Support for the Green Deal has also been formalised across ARTEMIS, AENEAS and EPoSS in their Strategic Research and Innovation Agenda (SRIA) 2021. This has been a basis for the ECSEL programme and will shape its successor, the KDT partnership. “We’ve broadened the scope, asking people from integrated photonics and flexible electronics to contribute as well,” explained Elisabeth Steimetz, Office Director of EPoSS. “One of the main highlights is an analysis of all major challenges to come to four main objectives.” Sustainable and resilient ECS value chains which support the Green Deal is one such objective, and the SRIA’s focus on technologies for decarbonisation and recyclability form a framework for achieving this.

The ECSEL-Eureka axis

On the subject of the KDT, Eureka – the world’s largest public network for international cooperation in R&D and innovation – is gearing up to this new future and intends to remain a strong partner. Representing them on behalf of the Austrian chairmanship, Ulrich Schuh’s keynote speech was titled ‘Partnerships beyond a European horizon – systems and components’. In these times of transition, he emphasised the value of partnerships between diverse players on an equal footing with the aim of achieving common goals – particularly the strong role played by SMEs and the need for them to have access to the funding instruments that can enable them to continue their vital work. Eureka has set a marker in plans to invest a billion euros over the next few years in its Eurostars and Globalstars and is hoping that this figure can be matched by industry and a third of that figure by the European Commission. Optimism exists that the financial commitments will be positive and provide a solid basis on which to build.
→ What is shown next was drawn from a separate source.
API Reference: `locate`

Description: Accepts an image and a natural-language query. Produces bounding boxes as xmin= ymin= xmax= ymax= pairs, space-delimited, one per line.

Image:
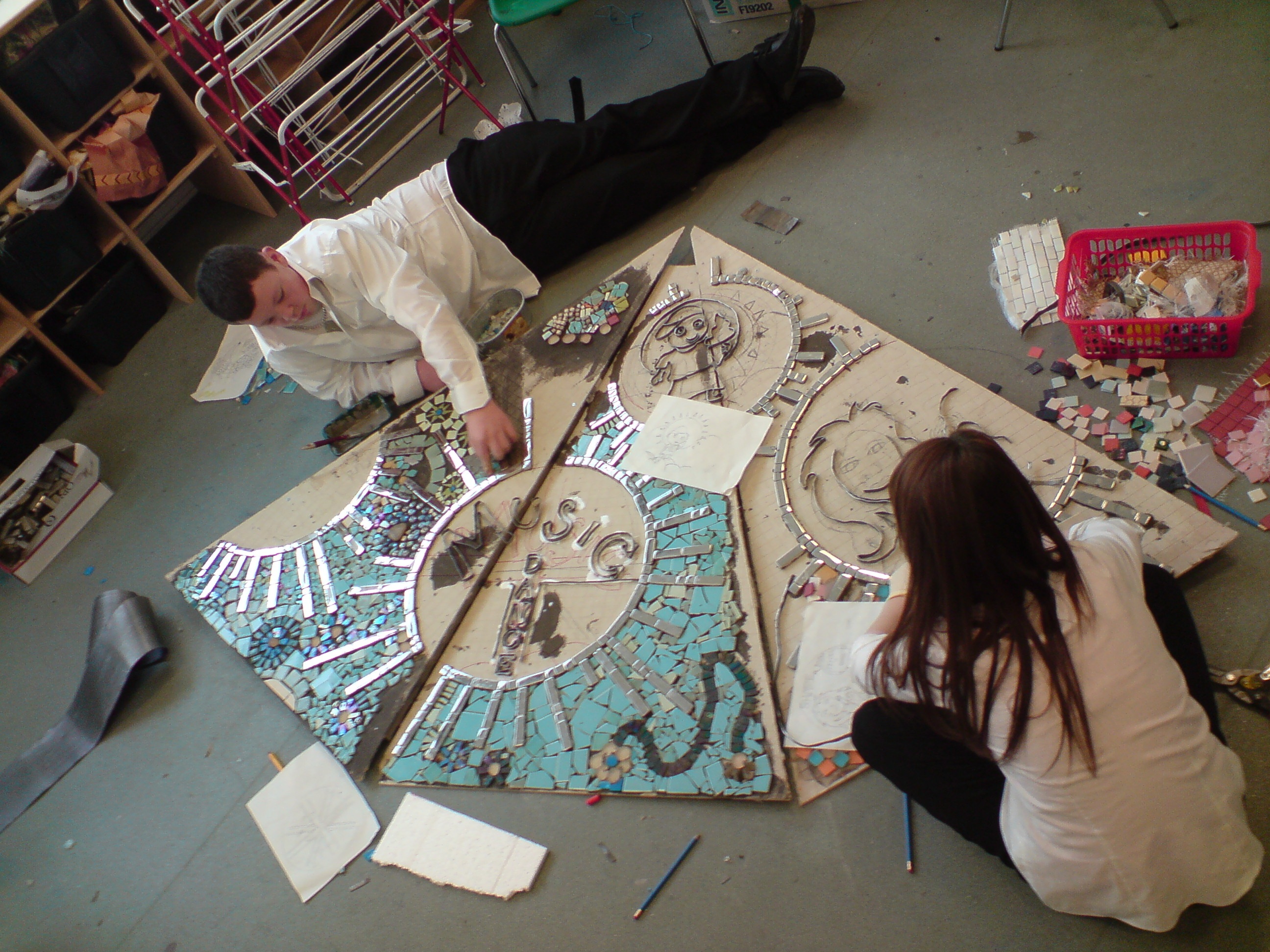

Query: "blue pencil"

Austria is now overseeing a ‘New Eureka’ which is governed by three central elements: decentralised management, variable geometry and a bottom-up principle. While this differs fundamentally from an approach which is primarily based on specific research topics within a top-down framework, these differences can be mutually beneficial. “What we see,” Schuh explained, “is that the European Commission and Eureka approaches are really quite complementary. Together, we are building an ecosystem that is crucial for European competitiveness. The New Eureka cluster programme will establish highly coordinated cooperation among all existing cluster communities and will also be open to new communities entering the Eureka cluster programme. A common multi-year work programme will be developed [along with] synchronised thematic cores, bottom up and top down, in close collaboration with public authorities and industry. Our pilot synchronised Joint Call on AI was a big success.” In concluding, Schuh underlined the very positive relationship that Eureka has had with ECSEL and looked forward to building on that fruitful relationship to solve the challenges to come.